The Problem Managment Process I manage, along with the flow which a typical problem traverses, an example Problem Record from the tool (Redmine) we use to track Problems, what we do during review meetings, and how we report monthly and quarterly (more examples) to management.
Templates for reporting Problems upstream
I view Problem Management as an IT-specific instance of Risk Management and view its theroetical underpinnings in ways consonant with the following:
My favorite methodology, with backing checklist, for managing an RCA comes from Advance7 and is described in detail in their Rapid Problem Resolution book and in various white papers.
I facilitate a hands-on workshop in which participants split into small groups and practice a simplified version of the RPR Methodology along with analysis skills, working through real-world RCAs.
During RCAs, I often set long-running packet captures going and later extract key frames from directories full of the capture files.
What Takes Us Down?, published in the October 2012 ;login. My analysis of this data set suggests that timely Patching and proactive Testing can convert Unplanned incidents into Planned events, although I admit that the argument isn't compelling.
Summary of the data set:
I've charted statistics extracted from the database in several ways, none of which tell a persuasive story to me. Note that the database starts October 2010 and ends June 2012.
- Count of Drama Events by Year: OK, looks like we experience fewer painful events these days than we did early in the century; perhaps we've become smarter in how we manage our environment or perhaps software has become more reliable.

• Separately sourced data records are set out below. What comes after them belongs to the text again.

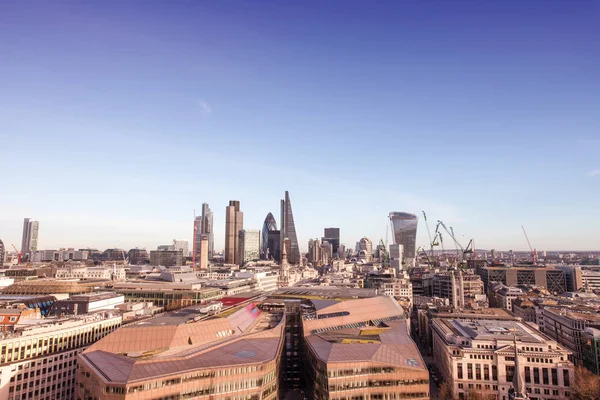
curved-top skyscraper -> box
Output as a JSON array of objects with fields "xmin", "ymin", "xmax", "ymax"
[
  {"xmin": 389, "ymin": 212, "xmax": 418, "ymax": 264},
  {"xmin": 261, "ymin": 213, "xmax": 278, "ymax": 259}
]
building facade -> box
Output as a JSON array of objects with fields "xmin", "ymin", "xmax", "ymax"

- Duration of Drama Events by Year: this chart sums the time spent during really painful events -- illustrates the same trend which the count chart above shows.
- Outages Activity by Month, Sum: this chart sums the count of Planned and Unplanned Outages and buckets them by month. The result suggests that January - April and September are bad months to be an IT service, and that techs perform less Planned work in August and September. But then, perhaps the distinctions aren't statistically signficant and we're just seeing noise here.
- Outages Activity by Month, Average: same as above but averaged per month.
- Outages Activity by Year: we had a spike of Unplanned events in 2001 and then again in 2011 -- significant or not?
- Severity Count by Year: that spike in 2011 was driven by a surge in Minor events.
- Severity Duration by Year: a few long-running Minor and Major events in 2001 wash out the utility of this chart.
- Window Count of Planned Events by Year: we perform most of our Planned work during Shoulder time, meaning outside regular business hours (Prime) but not within our internal SLA-defined maintenance windows (SLA).
- Window Count of Unplanned Events by Year: most of our Unplanned events arrive during business hours (Prime). I suppose that makes sense: our users are exercising the environment and uncovering Software Bugs during these hours.